Gravity is just a theory. It’s called a theory because no one can prove it. All the efforts to prove this theory are just flimsy attempts to create a foundation for atheism.
 
This is probably a very old thread, but I’m a very old cleric - so I guess it is permissible for me to speak my humble opinion. Forgive me, please, my English is not very good. The words Big Bang were never used by Monseigneur Georges Lemaitre, who first propounded this cosmological idea based on logical conclusions from Einstein’s Theory of Relativity. Monseigneur Lemaitre was on the faculty of the University of Louvain, and in 1931 published an article on “The Theory of the Primeval Atom” – which proposed the logic of an original ‘creative event’ based on Einstein’s theory and certain confirming astronomical observations in the real world. Pope Pius XII was interested in these opinions of Lemaitre and had lively discussions with him about them.

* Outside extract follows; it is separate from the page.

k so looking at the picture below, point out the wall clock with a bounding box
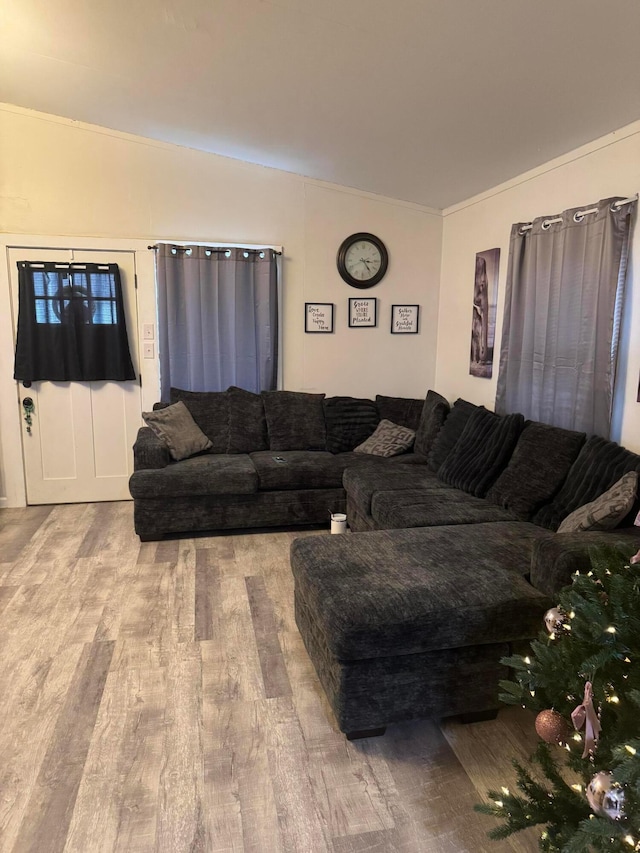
[337,232,388,288]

The Monseigneur was always the soul of humility, and traced all back to God’s generous love for creation. He held that these theories and concepts were all part of mankind’s desire to truly be in “God’s image and likeness” - we have a desire to know all things, just as our Heavenly Father knows all things. This is only ‘natural’ for His sons and daughters! These concepts are not a determiner of salvation, nor even perhaps ‘right’ or ‘wrong’ . . . like our Father, they just ‘are’ . . . and we will all see the Truth when we see him face to face, rather than ‘through a glass darkly’ as we do now. I will now attempt to attach a photo or two from Monseigneur Lemaitre . . . if this machine permits me. Frater_Alcuin, Sayn Abbey, Rheinland-Pfalz, Germany.

No, this machine got the better of me! If you would like to see them, then someone will need to explain how to do this on the machine! I have (1) a photo of him with Einstein (I believe in the USA, perhaps Princeton), (2) a photo of him taken in the late 1950s at Louvain, and (3) a photo of him with Pope Pius. In any case, I am sure they are also somewhere out in the electronic equivalent of the ‘Cosmos’ he was so intrigued by. F_A
 
No, this machine got the better of me! If you would like to see them, then someone will need to explain how to do this on the machine! I have (1) a photo of him with Einstein (I believe in the USA, perhaps Princeton), (2) a photo of him taken in the late 1950s at Louvain, and (3) a photo of him with Pope Pius. In any case, I am sure they are also somewhere out in the electronic equivalent of the ‘Cosmos’ he was so intrigued by. F_A
Thank you, Frater Al. Here is one of them:

(Please Note: This uploaded content is no longer available.)